Article 1er : La requête de la fédération départementale des chasseurs de Haute-Savoie est rejetée.

Article 2 : Le présent jugement sera notifié à la fédération départementale des chasseurs de Haute-Savoie et au préfet de la Haute-Savoie.

Délibéré après l'audience du 12 décembre 2024, à laquelle siégeaient :

Mme Triolet, présidente rapporteure,

M. Ban, premier conseiller,

Mme Rogniaux, première conseillère,

Rendu public par mise à disposition au greffe le 4 février 2025.
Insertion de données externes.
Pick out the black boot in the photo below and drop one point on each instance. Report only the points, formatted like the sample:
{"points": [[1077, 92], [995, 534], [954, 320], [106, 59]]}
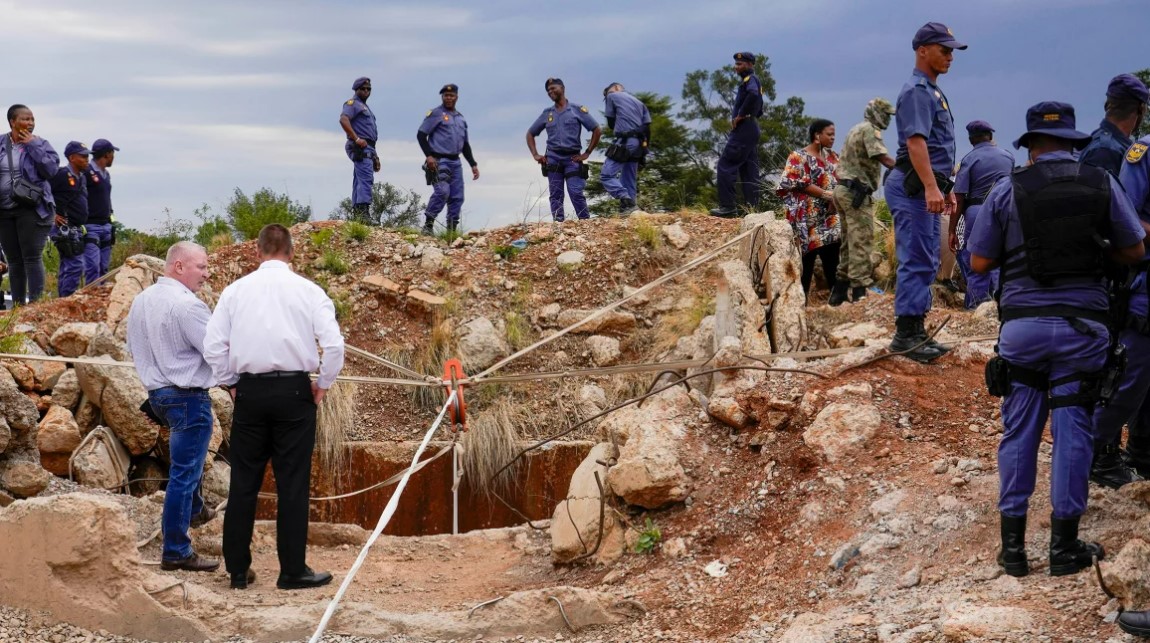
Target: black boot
{"points": [[838, 293], [1109, 469], [906, 337], [1012, 557], [1067, 553]]}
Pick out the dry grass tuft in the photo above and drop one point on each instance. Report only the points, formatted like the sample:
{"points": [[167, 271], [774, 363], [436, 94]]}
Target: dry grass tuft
{"points": [[334, 422], [493, 437]]}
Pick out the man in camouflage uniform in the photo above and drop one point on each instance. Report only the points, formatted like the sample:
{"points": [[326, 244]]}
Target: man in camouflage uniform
{"points": [[859, 169]]}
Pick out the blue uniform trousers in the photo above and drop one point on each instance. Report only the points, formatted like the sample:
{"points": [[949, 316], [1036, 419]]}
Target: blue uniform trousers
{"points": [[979, 288], [740, 163], [97, 251], [621, 180], [363, 169], [1049, 345], [917, 238], [561, 169], [447, 190], [1127, 405]]}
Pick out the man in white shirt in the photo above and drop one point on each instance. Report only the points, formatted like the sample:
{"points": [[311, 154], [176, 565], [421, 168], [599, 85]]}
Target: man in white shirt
{"points": [[261, 344], [166, 327]]}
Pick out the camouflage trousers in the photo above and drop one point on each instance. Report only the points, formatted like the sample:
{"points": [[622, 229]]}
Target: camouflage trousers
{"points": [[858, 238]]}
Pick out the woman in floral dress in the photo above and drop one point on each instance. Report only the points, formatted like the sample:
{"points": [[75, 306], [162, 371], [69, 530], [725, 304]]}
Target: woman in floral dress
{"points": [[806, 186]]}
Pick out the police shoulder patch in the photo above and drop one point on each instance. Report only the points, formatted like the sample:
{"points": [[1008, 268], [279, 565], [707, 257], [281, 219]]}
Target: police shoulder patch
{"points": [[1135, 153]]}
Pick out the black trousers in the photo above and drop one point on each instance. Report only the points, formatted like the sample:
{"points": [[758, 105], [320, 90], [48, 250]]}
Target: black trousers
{"points": [[829, 257], [274, 419]]}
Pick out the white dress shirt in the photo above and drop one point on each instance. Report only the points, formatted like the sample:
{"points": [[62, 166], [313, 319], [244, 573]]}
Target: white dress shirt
{"points": [[271, 320], [166, 327]]}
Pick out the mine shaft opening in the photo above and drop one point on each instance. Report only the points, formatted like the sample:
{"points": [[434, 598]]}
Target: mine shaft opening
{"points": [[424, 508]]}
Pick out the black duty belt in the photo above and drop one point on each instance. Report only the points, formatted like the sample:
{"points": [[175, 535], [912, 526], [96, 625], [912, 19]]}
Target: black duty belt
{"points": [[273, 374]]}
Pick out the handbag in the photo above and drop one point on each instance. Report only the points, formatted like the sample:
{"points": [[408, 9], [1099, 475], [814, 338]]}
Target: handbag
{"points": [[23, 191]]}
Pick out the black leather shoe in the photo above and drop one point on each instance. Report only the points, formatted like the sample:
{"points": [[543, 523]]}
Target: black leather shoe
{"points": [[307, 580], [191, 564], [1135, 622], [240, 581]]}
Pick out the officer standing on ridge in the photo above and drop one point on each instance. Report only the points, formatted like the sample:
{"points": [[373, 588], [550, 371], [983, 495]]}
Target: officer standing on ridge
{"points": [[1126, 107], [443, 138], [70, 191], [1053, 342], [859, 169], [1110, 468], [564, 162], [101, 234], [359, 124], [919, 186], [630, 122], [740, 160], [976, 175]]}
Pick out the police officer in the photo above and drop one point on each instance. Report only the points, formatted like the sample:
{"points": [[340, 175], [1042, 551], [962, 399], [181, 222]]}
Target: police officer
{"points": [[101, 232], [1109, 467], [443, 138], [630, 121], [919, 185], [1126, 107], [859, 168], [565, 122], [359, 124], [70, 191], [740, 160], [1053, 342], [978, 173]]}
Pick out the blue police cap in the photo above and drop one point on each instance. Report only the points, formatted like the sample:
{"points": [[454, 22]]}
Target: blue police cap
{"points": [[1052, 119], [936, 33], [104, 145], [76, 147], [979, 127], [1128, 85]]}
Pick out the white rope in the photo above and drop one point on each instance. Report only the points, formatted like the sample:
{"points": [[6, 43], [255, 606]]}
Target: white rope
{"points": [[388, 512]]}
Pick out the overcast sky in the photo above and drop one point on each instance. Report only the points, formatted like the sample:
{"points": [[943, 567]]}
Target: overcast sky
{"points": [[205, 97]]}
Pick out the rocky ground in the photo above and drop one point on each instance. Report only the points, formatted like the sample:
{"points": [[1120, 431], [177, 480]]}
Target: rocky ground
{"points": [[857, 504]]}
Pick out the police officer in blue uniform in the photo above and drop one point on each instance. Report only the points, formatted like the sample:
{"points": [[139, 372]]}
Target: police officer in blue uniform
{"points": [[100, 228], [443, 138], [919, 186], [1128, 407], [630, 122], [1053, 343], [359, 124], [68, 232], [978, 171], [1126, 107], [740, 160], [564, 162]]}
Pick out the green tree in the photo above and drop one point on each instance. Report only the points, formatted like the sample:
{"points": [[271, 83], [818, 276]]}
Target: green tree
{"points": [[391, 207], [247, 215], [707, 100]]}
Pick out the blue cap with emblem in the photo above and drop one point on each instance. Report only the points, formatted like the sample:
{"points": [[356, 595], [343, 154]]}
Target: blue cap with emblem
{"points": [[76, 147], [979, 127], [1128, 86], [936, 33], [1052, 119]]}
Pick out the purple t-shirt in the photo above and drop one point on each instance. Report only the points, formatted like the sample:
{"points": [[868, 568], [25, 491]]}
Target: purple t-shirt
{"points": [[998, 229]]}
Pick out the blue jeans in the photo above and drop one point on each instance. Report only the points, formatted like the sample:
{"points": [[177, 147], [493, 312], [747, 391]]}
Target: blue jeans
{"points": [[188, 413]]}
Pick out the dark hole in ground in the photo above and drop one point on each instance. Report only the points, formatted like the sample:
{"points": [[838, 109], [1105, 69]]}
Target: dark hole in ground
{"points": [[426, 506]]}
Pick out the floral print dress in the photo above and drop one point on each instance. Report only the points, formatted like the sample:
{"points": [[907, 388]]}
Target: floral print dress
{"points": [[814, 221]]}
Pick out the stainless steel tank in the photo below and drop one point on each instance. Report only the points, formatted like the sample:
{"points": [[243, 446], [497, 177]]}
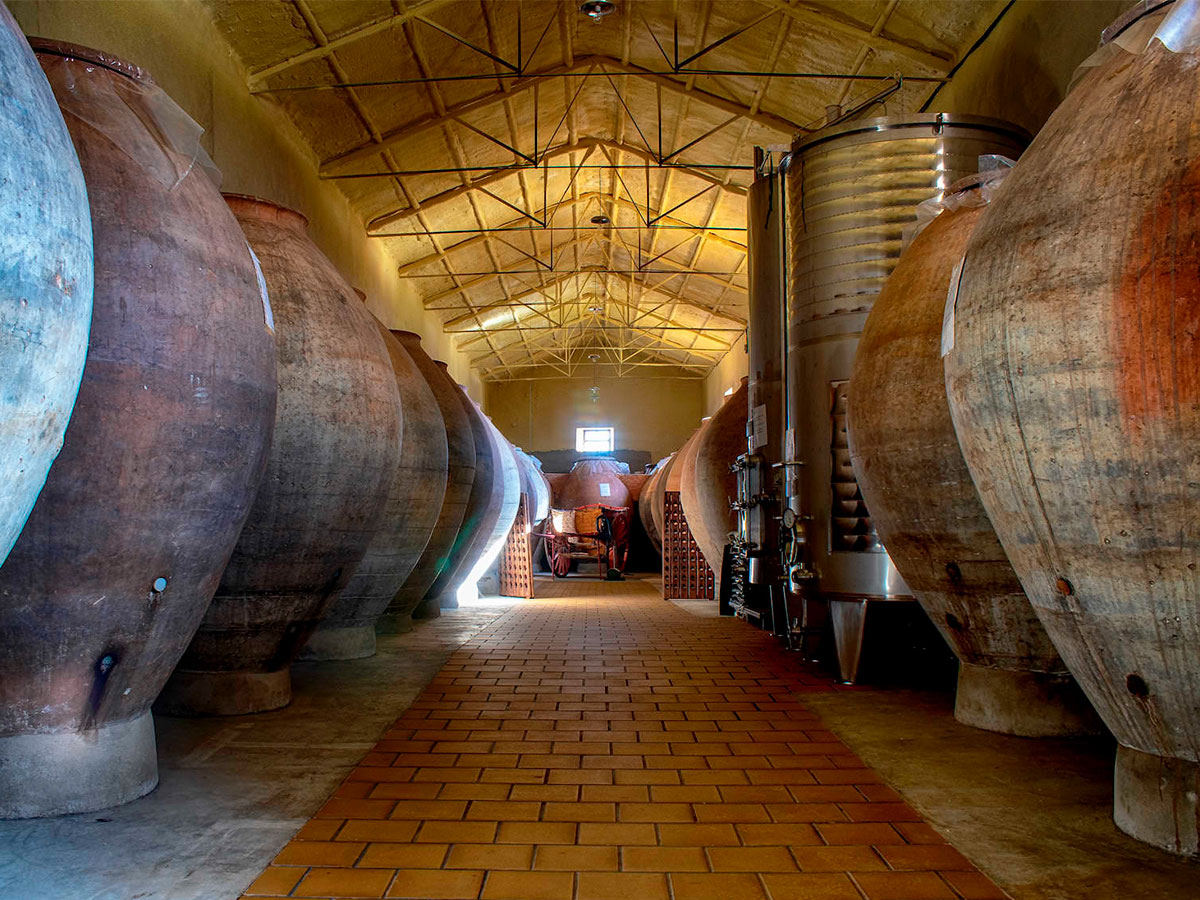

La présidente-rapporteure,

A. Triolet

L'assesseur le plus ancien

dans l'ordre du tableau,

J.-L. Ban

La greffière,

J. Bonino

La République mande et ordonne au ministre de l'écologie en ce qui le concerne ou à tous commissaires de justice à ce requis en ce qui concerne les voies de droit commun, contre les parties privées, de pourvoir à l'exécution de la présente décision.